The passage of four GST laws in the Lok Sabha on Wednesday — the Central GST Bill, the Integrated GST Bill, the Union Territories GST Bill, and one on compensating the States for the transition — could not have come as a surprise, but the furore it caused certainly did. The Opposition seemed nettled over an issue that has seen years of deliberation between the Centre and the States. The objections seemed to arise out of a general climate of political acrimony — made worse by the recent packaging of numerous rules and laws as Money Bills — rather than serious misgivings over the Goods and Services Tax as such. Even so, the passage of the four Bills marks a big step forward to a more consistent set of rates for goods and services across States, as against the jungle of Central and State levies and cesses that prevail today. The next step is for the GST Council to arrive at and recommend a set of rates, and the respective goods and services for each category. The ceiling rates are expected to be, besides 0 per cent, 5 per cent, 12 per cent, 18 per cent and 28 per cent; each of these rates would be the sum of CGST and SGST rates in the case of intra-State transfers, or the IGST rate in the case of inter-State transfers. The Council’s task is to ensure that the exempted list is as small and uniform as possible across States, besides persuading most States not to vary their rates too much from its prescribed bands.

The Opposition seems to be going too far when it fears that the GST Council will turn into a supra-Parliament. The Council, with votes weighted in favour of the States, is expected to operate consensually — and this has been a mark of the GST negotiations. The law allows the States leeway to depart from a recommended SGST rate, even if that would dilute the spirit of the exercise. Therefore, the challenges ahead lie not in procedural matters such as the passage of SGST laws, but in ensuring that the GST Council displays the leadership skills to carry everyone along.
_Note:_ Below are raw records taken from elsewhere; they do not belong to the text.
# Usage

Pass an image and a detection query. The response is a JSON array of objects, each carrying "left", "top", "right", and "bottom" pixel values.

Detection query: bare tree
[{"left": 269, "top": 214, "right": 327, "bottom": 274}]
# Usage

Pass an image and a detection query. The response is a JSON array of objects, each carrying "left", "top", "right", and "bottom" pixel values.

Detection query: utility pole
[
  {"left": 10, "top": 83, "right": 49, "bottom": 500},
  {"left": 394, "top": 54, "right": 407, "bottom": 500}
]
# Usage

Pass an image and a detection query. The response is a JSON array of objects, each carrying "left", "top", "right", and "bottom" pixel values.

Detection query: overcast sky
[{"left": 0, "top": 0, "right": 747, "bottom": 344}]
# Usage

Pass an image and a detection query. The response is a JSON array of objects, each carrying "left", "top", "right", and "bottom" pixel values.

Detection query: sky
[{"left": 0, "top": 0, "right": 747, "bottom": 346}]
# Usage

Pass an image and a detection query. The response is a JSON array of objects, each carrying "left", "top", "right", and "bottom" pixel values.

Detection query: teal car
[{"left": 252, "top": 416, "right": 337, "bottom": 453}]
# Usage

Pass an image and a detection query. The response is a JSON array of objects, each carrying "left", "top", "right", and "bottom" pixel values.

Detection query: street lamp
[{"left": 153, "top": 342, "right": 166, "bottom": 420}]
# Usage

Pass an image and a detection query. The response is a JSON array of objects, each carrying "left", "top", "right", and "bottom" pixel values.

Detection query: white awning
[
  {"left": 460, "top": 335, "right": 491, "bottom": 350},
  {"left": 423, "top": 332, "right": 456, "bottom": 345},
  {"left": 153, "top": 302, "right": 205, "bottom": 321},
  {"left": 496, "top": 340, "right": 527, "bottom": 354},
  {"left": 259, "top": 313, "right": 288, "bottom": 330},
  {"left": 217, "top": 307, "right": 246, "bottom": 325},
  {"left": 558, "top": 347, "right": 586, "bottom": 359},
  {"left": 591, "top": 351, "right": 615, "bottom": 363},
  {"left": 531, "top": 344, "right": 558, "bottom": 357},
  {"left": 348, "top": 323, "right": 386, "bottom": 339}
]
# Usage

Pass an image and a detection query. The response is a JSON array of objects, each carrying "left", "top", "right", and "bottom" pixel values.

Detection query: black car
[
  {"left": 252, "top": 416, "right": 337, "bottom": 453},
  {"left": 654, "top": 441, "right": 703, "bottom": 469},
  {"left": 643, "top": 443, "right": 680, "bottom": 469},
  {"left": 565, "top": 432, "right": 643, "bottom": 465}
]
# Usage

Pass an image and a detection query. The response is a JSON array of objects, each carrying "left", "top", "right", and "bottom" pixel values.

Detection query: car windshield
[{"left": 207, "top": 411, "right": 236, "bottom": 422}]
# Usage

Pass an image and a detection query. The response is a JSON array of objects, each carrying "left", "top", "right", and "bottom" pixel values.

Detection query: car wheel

The finance minister should bear in mind that a trial run will help sort out teething troubles.

One such could lie in the software. The monthly filing of GST returns is ‘auto-populated’ — which means that a registered supplier (one with a turnover above ₹20 lakh) must upload all details of his transactions, with the tax element, which can actually be accessed by the rest in his supply chain, besides, of course, the tax authorities. Such humongous data gathering has not been attempted elsewhere, and the software should be tested. The capacity of State tax authorities, so far used to taxing goods and not services, to deal with the latter is an unknown quantity. The success of GST depends on political consensus, technology and the capacity of tax officials to adapt to the new requirements.